That tenderness flows from and through me, into my interpersonal dealings. It’s an always present part of me that I haven’t always understood or been comfortable with. It was and is off-putting to some folks, as if there’s something wrong with them because of how I move. I have often ignored those reactions, often to my own peril. I’ve pretended it didn’t bother me that they were bothered. I now recognize that they probably expected — or perhaps demanded — that I feel shame about something. it wasn’t always my tenderness; it coulda been any number of things about my appearance or personality. Traits and quirks I may not have known to be ashamed of until/ unless someone brought it up. I learned self betrayal from those moments.

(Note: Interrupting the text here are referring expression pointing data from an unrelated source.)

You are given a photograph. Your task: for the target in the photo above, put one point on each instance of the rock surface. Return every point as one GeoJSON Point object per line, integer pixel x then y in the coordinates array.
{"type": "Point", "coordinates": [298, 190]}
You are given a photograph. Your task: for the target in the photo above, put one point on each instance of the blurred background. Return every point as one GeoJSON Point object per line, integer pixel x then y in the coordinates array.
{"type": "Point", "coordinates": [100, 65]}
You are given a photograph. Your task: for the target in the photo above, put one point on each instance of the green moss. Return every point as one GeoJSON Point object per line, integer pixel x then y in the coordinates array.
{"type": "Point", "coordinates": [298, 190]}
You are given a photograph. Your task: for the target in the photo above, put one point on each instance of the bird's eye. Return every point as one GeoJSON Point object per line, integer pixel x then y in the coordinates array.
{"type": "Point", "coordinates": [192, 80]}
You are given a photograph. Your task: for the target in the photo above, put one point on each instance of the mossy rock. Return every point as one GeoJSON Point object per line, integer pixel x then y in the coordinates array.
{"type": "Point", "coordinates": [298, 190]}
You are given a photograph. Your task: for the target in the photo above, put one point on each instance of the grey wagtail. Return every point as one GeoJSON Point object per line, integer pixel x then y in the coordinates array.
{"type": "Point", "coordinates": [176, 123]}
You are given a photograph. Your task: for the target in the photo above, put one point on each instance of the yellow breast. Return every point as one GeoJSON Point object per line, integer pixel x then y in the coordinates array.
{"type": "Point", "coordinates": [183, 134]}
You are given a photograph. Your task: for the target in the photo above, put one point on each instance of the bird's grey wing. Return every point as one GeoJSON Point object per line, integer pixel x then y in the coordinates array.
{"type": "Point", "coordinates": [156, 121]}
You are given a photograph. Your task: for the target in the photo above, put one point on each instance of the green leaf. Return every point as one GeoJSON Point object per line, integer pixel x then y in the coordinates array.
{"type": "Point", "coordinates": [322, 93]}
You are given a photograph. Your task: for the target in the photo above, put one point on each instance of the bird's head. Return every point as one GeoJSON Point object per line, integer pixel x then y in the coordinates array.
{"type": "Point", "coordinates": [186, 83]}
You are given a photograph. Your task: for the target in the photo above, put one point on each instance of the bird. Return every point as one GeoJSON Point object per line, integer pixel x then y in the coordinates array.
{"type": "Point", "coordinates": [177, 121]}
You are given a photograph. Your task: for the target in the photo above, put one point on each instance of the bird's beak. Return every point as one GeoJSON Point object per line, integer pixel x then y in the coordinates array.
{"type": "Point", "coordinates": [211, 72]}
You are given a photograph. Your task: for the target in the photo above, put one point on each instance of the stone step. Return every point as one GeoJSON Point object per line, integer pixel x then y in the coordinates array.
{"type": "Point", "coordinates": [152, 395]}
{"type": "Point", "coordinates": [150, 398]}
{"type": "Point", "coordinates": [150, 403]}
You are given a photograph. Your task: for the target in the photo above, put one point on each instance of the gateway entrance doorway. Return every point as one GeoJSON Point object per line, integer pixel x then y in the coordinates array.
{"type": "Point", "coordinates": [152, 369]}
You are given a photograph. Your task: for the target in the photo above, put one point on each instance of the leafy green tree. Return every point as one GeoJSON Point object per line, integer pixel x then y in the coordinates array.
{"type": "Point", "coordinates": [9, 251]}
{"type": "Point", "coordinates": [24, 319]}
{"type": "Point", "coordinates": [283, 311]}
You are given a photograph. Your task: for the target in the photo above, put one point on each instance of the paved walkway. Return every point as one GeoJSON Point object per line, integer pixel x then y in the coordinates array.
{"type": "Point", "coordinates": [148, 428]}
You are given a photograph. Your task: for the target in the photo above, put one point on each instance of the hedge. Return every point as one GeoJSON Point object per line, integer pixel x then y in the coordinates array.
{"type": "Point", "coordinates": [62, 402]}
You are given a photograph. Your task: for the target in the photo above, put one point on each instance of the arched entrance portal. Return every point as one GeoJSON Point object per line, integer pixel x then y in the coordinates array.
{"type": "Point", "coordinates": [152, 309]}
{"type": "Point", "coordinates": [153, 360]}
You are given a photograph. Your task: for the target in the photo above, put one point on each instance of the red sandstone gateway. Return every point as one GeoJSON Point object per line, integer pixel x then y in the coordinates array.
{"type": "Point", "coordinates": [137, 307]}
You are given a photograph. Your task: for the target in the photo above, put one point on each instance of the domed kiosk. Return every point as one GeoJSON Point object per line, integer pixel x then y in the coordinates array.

Self betrayal runs on shame; shame is an extension of fear. Shame directs us to hide from our inner light, from the light of the sun, from the light of love. Some lessons can only be learned in relationship, as some skills cannot possibly develop in isolation. After a while, your training wheels come off and your balance has to be tested. When you swerve or hit a bump, how do you recover? Shame doesn’t teach you to be brave, or to trust yourself. Shame’s opposite is not confidence. It is compassion, opening you to yourself even at your lowest point.
I couldn’t have had these realizations without that breakup. That doesn’t mean I love how the process feels. I am gathering myself back together, disentangling myself from that relationship with as much care as I can muster. I don’t regret any of this. One day it won’t hurt nearly as much, and I’ll take what I’ve learned here into another phase of life. I don’t have to suffer through this loss. My grieving nourishes me, as I lay shame to rest.
“Gonna lay down my burden down by the riverside, ain’t gonna study war no more.”